George McClellan after the Fight of South Mountain and the Fight of Antietam, provided a short speech at what was then the B. & O. Railroad depot at the current intersection of East All Saints and South Market Streets. A plaque celebrates the speech (at what is today the Frederick Community Action Company, a Social Providers office).
The Army of the Potomac camped around the Possibility Hall residential or commercial property for the a number of days as skirmishers pursued Lee's Confederate Army of Northern Virginia prior to Gettysburg. A large granite rectangular monument made from one of the stones at the "Devil's Den" in Gettysburg to the east along the driveway honors the midnight change-of-command.
27 million in 2019 dollars) from citizens for not taking down the city on their method to Washington D.C. Union soldiers under Major General Lew Wallace fought a successful delaying action, in what ended up being the last substantial Confederate advance at the Fight of Monocacy, likewise referred to as the "Fight that conserved Washington." The Monocacy National Battleground lies just southeast of the city limitations, along the Monocacy River at the B.
Railway junction where two bridges cross the stream - an iron-truss bridge for the railroad and a covered wooden bridge for the Frederick-Urbana-Georgetown Pike, which was the website of the main fight of July 1864. Some skirmishing happened more northeast of town at the stone-arched "Container Bridge" where the National Road crossed the Monocacy; and an artillery barrage happened along the National Road west of town near Red Man's Hill and Possibility Hall estate as the Union soldiers retreated eastward.
While Gettysburg National Battlefield of 1863 lies approximately 35 miles (56 km) to the north-northeast. The reconstructed home of Barbara Fritchie stands on West Patrick Street, simply previous Carroll Creek linear park. Fritchie, a considerable figure in Maryland history in her own right, is buried in Frederick's Mount Olivet Cemetery.

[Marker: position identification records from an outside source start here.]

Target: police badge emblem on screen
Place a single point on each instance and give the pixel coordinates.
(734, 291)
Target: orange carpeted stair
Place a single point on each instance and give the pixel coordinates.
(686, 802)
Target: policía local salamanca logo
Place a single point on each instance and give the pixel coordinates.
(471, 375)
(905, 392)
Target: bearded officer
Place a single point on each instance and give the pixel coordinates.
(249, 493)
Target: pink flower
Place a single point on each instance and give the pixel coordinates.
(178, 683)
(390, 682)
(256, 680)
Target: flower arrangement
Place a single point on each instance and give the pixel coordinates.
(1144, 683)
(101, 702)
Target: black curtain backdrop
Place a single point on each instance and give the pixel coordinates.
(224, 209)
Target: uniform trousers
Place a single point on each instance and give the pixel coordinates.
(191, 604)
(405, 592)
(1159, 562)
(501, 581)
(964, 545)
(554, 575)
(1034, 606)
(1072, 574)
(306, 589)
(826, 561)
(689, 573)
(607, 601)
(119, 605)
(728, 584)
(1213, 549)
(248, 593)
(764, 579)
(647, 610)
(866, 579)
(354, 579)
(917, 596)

Roosevelt when they stopped here in 1941 on a cars and truck journey to the governmental retreat, then called "Shangra-La" (now "Camp David") within the Catoctin Mountains near Thurmont. Admiral Winfield Scott Schley (18391911) was born at "Richfields", the estate home of his father. He ended up being a crucial naval leader of the American fleet on board his flagship and heavy cruiser USS Baltimore in addition to Admiral William T.
Major Henry Schley's child, Dr. Fairfax Schley, contributed in setting up the Frederick County Agricultural Society and the Great Frederick Fair. Gilmer Schley acted as Mayor from 1919 to 1922, and the Schleys stayed one of the town's leading families into the late-20th century. Nathaniel Wilson Schley, a popular banker, and his other half Mary Margaret Schley helped arrange and raise funds for the annual Excellent Frederick Fair, one of the 2 largest agricultural fairs in the State.